Dyheli weren’t quite as swift as Companions, but they came a close second; they caught up with Karles and Shandi, who had inexplicably stopped at the edge of the cleared area containing the Ghost Cat encampment.
Then they saw why the others had stopped.
There were two heavily armed forces in that clearing, forces who had been about to face off against each other in a battle for blood. Both sides had weapons drawn, and there should have been a fight going on at that very moment.
The two reasons why that wasn’t happening were planted in the clear space, separating the two groups of fighters and holding them apart.
Both reasons were white, one glistening in the sunlight, one ephemeral as fog.

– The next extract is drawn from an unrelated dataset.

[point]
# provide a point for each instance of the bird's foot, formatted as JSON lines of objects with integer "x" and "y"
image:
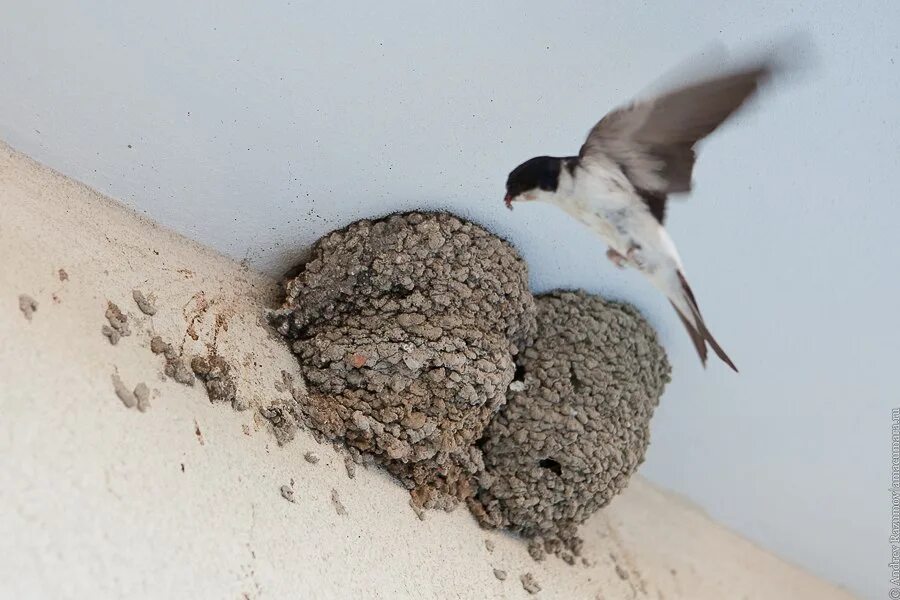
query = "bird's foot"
{"x": 616, "y": 258}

Both reasons stood side-by-side in unity, holding off the fighters loyal to them by a force of will so strong that it might just as well have been a solid wall a hundred feet high.
One was Eldan’s Companion.
The other was a huge shape, faintly glowing, that could have been an enormous feline.

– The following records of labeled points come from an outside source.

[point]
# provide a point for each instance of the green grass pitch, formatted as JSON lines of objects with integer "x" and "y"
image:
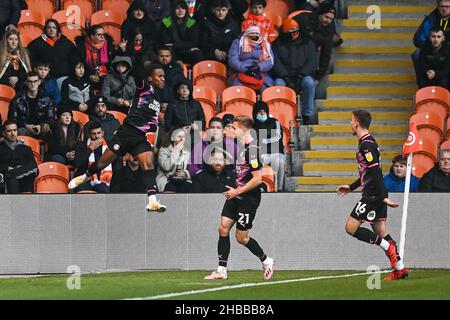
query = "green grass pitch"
{"x": 422, "y": 284}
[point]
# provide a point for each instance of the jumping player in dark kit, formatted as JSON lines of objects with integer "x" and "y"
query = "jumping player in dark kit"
{"x": 131, "y": 138}
{"x": 242, "y": 203}
{"x": 372, "y": 208}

Just as Darian, Hywel, and Keisha arrived, lining up beside Karles, the ghostly feline turned to face them all. It regarded them with an unwinking gaze, as the faces of the northerners turned to see what it was looking at.
Stunned silence—then, with a roar of joy, the Chief flung down his ax and shield, and hurtled toward them, arms outstretched, his men a scant pace behind him, cheering themselves hoarse.
Only Darian continued to watch the Ghost Cat, so only he saw it wink at him, slowly and deliberately, before it faded entirely from view.
Three days later, the morning sun overtopped the trees and golden light illuminated a scene that could not possibly have seemed likely the last time Darian had been here.
Where two armies had faced off, an open-sided pavilion stood; within it, a table and two chairs, one holding Chief Vordon of Ghost Cat Clan, the other Herald Eldan of Valdemar. Around the pavilion, an impromptu festival was going on, as northerners and Valdemarans, Hawkbrothers and Lord Breon’s folk cautiously mingled, slowly learning one another’s languages. Those who had already undergone “torture by Tyrsell” acted as willing translators.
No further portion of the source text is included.